Colby Hamilton of DNAinfo asked Stringer if he thinks Spitzer is being disingenuous in positioning himself as an outsider.

"Someone should ask Tom Suozzi how much institutional support Spitzer had," said Stringer, referring to Spitzer's primary opponent in 2006, when the incumbent attorney general had the backing of nearly the entire Democratic establishment. "This is ridiculous. He is in boss fantasy land."

Stringer has been the more aggressive of the two candidates in his public statements since Spitzer announced his candidacy, lacing his better known rival for not participating in the campaign finance system and for his emotional interview on MSNBC and at times sounding like he was taking his cues from old-school pro-wrestling heels, telling him to "bring it on."

"You have a right to run. I want you to run," Stringer said today.

I asked if his professed openness to a primary challenger conflicted at all with the fact that two other candidates for the Democratic comptroller nomination were forced out of the race when Stringer opted not to run for mayor in November.

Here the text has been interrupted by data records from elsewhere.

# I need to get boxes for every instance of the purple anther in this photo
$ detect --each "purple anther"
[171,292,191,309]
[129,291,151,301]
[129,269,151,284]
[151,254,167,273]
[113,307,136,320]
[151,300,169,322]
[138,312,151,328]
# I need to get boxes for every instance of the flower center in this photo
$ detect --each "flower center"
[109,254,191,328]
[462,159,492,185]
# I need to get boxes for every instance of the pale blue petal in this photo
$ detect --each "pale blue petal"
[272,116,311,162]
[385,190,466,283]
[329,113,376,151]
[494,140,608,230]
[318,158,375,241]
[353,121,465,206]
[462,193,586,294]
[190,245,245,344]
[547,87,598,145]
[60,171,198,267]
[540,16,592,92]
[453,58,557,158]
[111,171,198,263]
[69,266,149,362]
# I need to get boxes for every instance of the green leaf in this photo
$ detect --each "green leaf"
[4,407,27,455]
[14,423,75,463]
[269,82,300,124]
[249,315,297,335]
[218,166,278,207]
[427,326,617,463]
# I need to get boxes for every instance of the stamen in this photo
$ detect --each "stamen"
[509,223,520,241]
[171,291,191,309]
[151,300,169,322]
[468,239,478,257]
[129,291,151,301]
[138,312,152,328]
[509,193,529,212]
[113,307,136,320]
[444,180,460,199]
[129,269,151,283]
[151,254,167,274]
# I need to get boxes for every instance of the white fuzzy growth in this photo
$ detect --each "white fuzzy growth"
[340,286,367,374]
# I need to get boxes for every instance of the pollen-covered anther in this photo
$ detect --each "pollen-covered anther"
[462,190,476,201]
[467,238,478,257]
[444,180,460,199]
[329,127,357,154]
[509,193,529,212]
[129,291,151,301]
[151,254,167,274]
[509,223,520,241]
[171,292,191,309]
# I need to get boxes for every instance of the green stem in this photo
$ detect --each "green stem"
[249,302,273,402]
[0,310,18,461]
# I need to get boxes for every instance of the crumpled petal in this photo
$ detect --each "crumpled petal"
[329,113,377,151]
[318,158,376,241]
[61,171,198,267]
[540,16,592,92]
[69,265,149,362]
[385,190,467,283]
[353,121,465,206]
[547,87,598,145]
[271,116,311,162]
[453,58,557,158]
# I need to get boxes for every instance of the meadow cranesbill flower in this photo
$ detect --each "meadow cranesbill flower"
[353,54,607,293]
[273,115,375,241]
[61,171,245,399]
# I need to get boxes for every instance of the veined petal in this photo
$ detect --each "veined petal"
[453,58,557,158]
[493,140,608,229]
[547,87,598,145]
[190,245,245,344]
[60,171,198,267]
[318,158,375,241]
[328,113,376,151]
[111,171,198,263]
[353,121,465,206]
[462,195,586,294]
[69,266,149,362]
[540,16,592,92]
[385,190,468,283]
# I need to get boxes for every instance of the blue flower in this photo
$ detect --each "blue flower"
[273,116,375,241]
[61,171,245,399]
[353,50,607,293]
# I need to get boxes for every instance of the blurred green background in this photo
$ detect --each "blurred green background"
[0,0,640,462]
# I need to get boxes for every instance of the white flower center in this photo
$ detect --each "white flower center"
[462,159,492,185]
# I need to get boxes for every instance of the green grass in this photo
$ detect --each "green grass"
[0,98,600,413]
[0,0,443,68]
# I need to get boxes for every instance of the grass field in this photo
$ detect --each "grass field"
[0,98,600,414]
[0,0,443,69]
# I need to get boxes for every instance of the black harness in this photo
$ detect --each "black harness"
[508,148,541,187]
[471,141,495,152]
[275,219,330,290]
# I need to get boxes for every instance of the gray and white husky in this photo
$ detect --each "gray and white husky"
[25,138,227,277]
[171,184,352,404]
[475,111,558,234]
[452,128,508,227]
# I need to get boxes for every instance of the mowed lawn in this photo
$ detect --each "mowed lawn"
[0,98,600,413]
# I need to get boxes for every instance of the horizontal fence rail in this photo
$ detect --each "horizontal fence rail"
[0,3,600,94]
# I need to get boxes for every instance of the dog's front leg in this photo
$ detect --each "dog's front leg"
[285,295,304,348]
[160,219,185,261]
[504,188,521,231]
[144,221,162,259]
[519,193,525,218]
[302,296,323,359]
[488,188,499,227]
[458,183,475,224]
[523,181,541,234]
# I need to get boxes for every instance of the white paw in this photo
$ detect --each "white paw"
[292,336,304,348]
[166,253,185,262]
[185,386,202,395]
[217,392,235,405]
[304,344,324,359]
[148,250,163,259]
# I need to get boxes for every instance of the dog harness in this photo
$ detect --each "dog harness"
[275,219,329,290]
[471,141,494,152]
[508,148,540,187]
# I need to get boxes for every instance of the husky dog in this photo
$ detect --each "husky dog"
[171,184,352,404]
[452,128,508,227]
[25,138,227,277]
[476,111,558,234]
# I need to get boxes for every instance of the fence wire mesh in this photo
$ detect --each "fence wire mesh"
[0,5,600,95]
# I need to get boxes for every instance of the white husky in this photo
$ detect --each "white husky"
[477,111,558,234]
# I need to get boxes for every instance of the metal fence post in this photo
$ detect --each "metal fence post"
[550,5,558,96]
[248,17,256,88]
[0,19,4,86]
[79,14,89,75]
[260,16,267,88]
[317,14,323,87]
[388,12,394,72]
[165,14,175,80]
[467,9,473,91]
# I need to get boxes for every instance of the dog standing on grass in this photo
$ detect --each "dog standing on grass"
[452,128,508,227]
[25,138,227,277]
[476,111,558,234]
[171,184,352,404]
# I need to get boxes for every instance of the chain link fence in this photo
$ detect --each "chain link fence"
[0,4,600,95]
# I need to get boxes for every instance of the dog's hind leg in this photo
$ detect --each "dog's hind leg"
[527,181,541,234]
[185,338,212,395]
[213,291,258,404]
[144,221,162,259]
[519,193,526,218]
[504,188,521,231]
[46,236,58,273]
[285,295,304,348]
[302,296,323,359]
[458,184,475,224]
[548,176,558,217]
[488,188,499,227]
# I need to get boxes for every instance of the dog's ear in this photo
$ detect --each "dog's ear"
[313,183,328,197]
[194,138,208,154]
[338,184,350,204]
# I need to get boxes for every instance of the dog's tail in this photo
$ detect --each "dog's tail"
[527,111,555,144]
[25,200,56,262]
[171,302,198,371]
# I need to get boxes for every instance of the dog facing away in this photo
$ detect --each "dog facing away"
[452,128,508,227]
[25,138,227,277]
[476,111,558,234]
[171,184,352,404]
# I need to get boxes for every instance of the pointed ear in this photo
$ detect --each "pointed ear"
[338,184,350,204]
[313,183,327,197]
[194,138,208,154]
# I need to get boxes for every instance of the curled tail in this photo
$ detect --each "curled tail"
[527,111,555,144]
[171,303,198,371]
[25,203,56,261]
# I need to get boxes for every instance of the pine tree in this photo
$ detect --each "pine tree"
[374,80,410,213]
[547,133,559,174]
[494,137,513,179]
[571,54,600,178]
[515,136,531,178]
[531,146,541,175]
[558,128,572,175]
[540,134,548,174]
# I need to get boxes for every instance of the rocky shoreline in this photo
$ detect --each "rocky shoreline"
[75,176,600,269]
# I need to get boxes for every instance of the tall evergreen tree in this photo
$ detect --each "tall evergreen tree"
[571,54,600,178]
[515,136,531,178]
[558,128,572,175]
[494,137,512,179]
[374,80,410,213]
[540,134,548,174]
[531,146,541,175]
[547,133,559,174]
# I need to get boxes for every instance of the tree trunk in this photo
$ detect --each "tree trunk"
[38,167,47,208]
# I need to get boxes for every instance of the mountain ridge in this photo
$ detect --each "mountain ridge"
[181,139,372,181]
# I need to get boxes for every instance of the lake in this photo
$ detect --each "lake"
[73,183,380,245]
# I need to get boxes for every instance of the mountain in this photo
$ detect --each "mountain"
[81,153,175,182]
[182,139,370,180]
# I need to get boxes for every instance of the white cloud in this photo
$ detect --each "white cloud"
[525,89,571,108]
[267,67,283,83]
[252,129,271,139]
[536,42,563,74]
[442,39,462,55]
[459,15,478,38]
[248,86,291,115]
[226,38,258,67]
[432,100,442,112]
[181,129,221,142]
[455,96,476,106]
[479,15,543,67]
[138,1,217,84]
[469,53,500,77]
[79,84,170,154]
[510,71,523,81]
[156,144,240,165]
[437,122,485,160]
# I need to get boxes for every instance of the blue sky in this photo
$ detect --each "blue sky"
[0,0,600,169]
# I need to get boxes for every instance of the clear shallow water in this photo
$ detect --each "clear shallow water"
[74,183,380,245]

Stringer denied he or his allies pressured anyone to drop out.

"Nobody was pressured. Go call Dan Garodnick and ask if he was pressured. This is ridiculous," Stringer said, referring to one of the candidates. NY1's Josh Robin followed up and asked if Stringer, or any of his surrogates, including Rep. Jerry Nadler, "pressured Domenic Recchia to get out of the race?"

"Not at all. Not at all," Stringer said.

Also, a local reporter asked Stringer about "the coveted Lena Dunham endorsement." Dunham, the writer and actor behind Girls is a long-time friend of Stringer's spokeswoman, Audrey Gelman. Dunham endorsed Stringer, via Twitter, yesterday.

"It's a very important endorsement because she is a very thoughtful artist. She is a New York kid. When the New York people become successful, I'm proud to have that endorsement." When asked if he met Dunham, Stringer said, "Oh yeah. She's very cool."

Later, before leaving, I asked Stringer about a report that Senator Chuck Schumer called the White House to nominate New York Police Commissioner Ray Kelly to replace Janet Napolitano, who announced today she is leaving her post as Secretary of Homeland Security.

Stringer told me he supported Kelly for the position, although he strongly disagrees with the NYPD's stop-and-frisk policy.